Drawing histogram using RDataFrame without loading eveyrthing into RAM

Hi, it seems that ROOT will load all content into memory when drawing using RDataFrame::Histo1D(). And thus not able to handle larger-than-memory datasets.

For example, this will use up all my RAM and cause an OOM. (large.root is ~60GB and I have 32G of RAM)

rdf = ROOT::RDataFrame("large_tree", "large.root");
h1 = rdf.Histo1D("eV");

But using the TFile/TTree interface won’t.

f = new TFile("large.root");
t = f.Get<TTree>("large_tree");

Is there a way to achieve the performance of the old interface while using RDataFrame?

ROOT Version: 6.18/02
Platform: Linux x64
Compiler: GCC

ROOT does not load all data into memory when using RDataFrame (internally, RDF uses TTreeReader, which is based on TTree, so fundamentally the I/O technology is the same).

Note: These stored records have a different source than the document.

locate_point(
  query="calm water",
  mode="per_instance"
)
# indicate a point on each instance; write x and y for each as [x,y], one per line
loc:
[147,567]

There must be something else going on here.

Can you share a minimal reproducer?

EDIT: or maybe, especially if your ROOT has debug symbols, you could run your reproducer with valgrind --suppressions=$ROOTSYS/etc/valgrind-root.supp --tool=massif to profile who is allocating so much.


This topic was automatically closed 14 days after the last reply. New replies are no longer allowed.